No caso do jornal O Nacional, embora existam exemplares sob cuidados do IHPF, é principalmente na guarda do Arquivo Histórico Regional que 96 anos de jornalismo encontram abrigo. Segundo a coordenadora do Arquivo, graças à parceria estabelecia há anos, o acervo mais robusto e completo de um periódico em salvaguarda da entidade é justamente o de ON. São cerca de 27.500 exemplares, que compreendem o período de 1925 aos dias atuais, e que seguem chegando ao acervo semanalmente. “O tipo de organização que temos de nossos acervos e fundos documentais não se volta à quantificação, o que dificulta ter dados efetivos para expressar o amplo e diverso volume de materiais de imprensa que temos sob guarda do Arquivo, mas arisco a dizer que temos um montante de 50.000 edições de órgãos locais, regionais e mesmo nacionais. Ampliando para imprensa em geral, o montante ultrapassa seguramente 100.000 edições entre jornais, revistas, almanaques e outros materiais”, contabiliza. No IHPF, são mais quatro mil exemplares de jornais, sem contar com o acervo de coleções encadernadas. O mais antigo dos periódicos sob cuidados do Instituto, segundo o vice-presidente, data de 1822, época em que o Brasil ainda era colônia de Portugal.

Para Gizele, arquivos exercem uma função social como local de guarda e de fonte para a comunidade e para pesquisadores que podem acessar gratuitamente materiais que auxiliam na compreensão da construção histórica local e regional. “Afora o imediatismo com que a cultura geral tem se manifestado no cotidiano, nesses tempos globalizados e ‘velozes’, a ancoragem e conhecimento de como o presente se sustenta por ações sócio-históricas e culturais do passado é uma necessidade. Necessidade não só de conhecimento, mas de vivência cidadã e responsável, crítica da realidade atual como algo dado, acabado, imutável”. 

Gizele Zanotto é doutora em História e coordenadora do Arquivo Histórico Regional (AHR).


A historiadora explica ainda que entender processos históricos leva a população a valorizar ainda mais conquistas como a democracia, a liberdade de imprensa, a diversidade religiosa e outros direitos sociais, além de compreender a construção plural da cultura local, a organização socioespacial das cidades; a construção e manutenção de preconceitos,  entendimento da importância da constituição de universidades enraizadas no local e regional, e a criação e manutenção de entidades, órgãos sociais e de comunicação afeitos ao local e regional. “Essa realidade derivou de lutas, de ações de homens e mulheres que se voltaram à defesa e ampliação de seus direitos não só para sua geração, mas como patrimônio para o futuro.
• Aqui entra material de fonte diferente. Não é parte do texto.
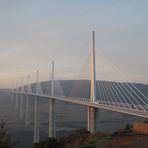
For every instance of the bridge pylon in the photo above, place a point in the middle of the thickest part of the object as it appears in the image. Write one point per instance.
(91, 110)
(36, 115)
(52, 130)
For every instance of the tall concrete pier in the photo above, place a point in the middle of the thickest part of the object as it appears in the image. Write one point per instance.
(52, 130)
(36, 115)
(91, 110)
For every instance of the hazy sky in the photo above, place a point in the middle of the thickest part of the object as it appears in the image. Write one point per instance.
(33, 32)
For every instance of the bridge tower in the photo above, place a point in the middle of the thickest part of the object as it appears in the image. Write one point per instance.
(36, 115)
(91, 110)
(52, 130)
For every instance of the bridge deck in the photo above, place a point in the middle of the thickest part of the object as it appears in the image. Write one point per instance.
(95, 104)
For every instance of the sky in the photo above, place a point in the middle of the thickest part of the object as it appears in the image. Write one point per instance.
(35, 32)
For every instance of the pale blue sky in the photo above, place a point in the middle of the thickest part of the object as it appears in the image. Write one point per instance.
(33, 32)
Para isso, mais do que memórias (narrativas do hoje sobre o passado), necessitamos história. E, para potencializarmos o estudo histórico, fontes são imprescindíveis – daí a importância ímpar de arquivos históricos, institutos históricos, centros de cultura, museus e outros espaços de guarda dos vestígios de nosso passado coletivo”, finaliza.